Although artificial intelligence is not often utilized in jobs, dependency on it has increased over the years, and may require employees to receive more costly training. With machines taking over jobs, people must train for tasks unfamiliar to them in order to avoid unemployment. According to a graph from Louis Columbus’s article, jobs requiring technological skills have been increasing since 2013. This means that in order for employees to be relevant in the workplace, they must go through training to become familiarized with technology. It is evident that human performance accuracy has been declining slowly over the past few years, while these systems have increased since 2010. This shows that the risk of unemployment, and the need for workers to receive more training for relative skills is increasing.
Jobs may not want to lose valuable employees, but technological dependence will require extensive training, costing the job more than letting go of its workers. A review by H. James Wilson, Paul R. Daugherty, and Nicola Morini-Bianzino states that “Companies that deploy advanced AI systems will need a cadre of employees who can explain the inner workings of complex algorithms to nontechnical professionals.” Workers who are unfamiliar with the systems may be at risk of losing their jobs to those who understand the technology. With the replacement of old employees, the unemployed may struggle to find a job that requires their skills.

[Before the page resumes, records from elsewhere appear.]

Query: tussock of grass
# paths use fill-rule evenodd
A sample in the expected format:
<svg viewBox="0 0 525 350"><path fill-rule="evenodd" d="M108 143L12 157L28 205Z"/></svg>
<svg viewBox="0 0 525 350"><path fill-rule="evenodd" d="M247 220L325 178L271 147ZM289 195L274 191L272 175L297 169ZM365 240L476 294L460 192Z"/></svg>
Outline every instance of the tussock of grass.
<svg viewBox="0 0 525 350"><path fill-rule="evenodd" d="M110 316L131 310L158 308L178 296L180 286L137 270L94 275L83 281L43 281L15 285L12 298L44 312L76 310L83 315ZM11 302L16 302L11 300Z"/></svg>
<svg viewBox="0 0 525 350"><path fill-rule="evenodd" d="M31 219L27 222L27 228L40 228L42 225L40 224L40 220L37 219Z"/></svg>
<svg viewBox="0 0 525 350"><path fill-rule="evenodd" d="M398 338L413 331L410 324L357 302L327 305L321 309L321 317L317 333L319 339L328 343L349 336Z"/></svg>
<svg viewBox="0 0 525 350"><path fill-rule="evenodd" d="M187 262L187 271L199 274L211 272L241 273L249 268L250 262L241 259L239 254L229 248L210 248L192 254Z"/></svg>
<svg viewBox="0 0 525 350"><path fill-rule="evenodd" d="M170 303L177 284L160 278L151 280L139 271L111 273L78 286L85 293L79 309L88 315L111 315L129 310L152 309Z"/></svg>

While having stricter regulations for companies using artificial intelligence systems may prove to reduce the use of biased algorithms, there is still a possibility of corporations finding a way around the regulations. There may also be more complex algorithms implemented in order to reduce the risk of hackers, however, cybercriminals may work harder to break through the barriers. People must realize that with technological development drastic changes are to follow, and thus create problems with harder solutions.
It is easy to see the benefits of artificial intelligence, such as an increase in human convenience; however, the drawbacks are not as widely discussed. Devices such as Google Home and Amazon’s Alexa provide cybersecurity, which is protection against cybercriminals, but it is not as efficient as advertised. Monitoring the performance of technology is impossible, and devices can be unpredictable. Since electronics are developed by humans, there will always be error. These errors may result in criminals successfully hacking into devices and stealing information and biased algorithms can give companies a competitive edge.
Technological advancements have also become a threat to employees. Even though it is not used as commonly in jobs, the dependency for artificial intelligence has increased. About half of the jobs in America are expected to rely on artificial intelligence such as robots. Along with rising unemployment, it is crucial for employees to learn how to handle electronics. The increasing use of smart devices in society would increase hacking attempts. While artificial intelligence may be efficient in storing and analyzing data, it is not completely accurate. Artificial Intelligence is a growing concept and cybersecurity may seem like guaranteed protection, but people should not fully trust what is simply shown to them.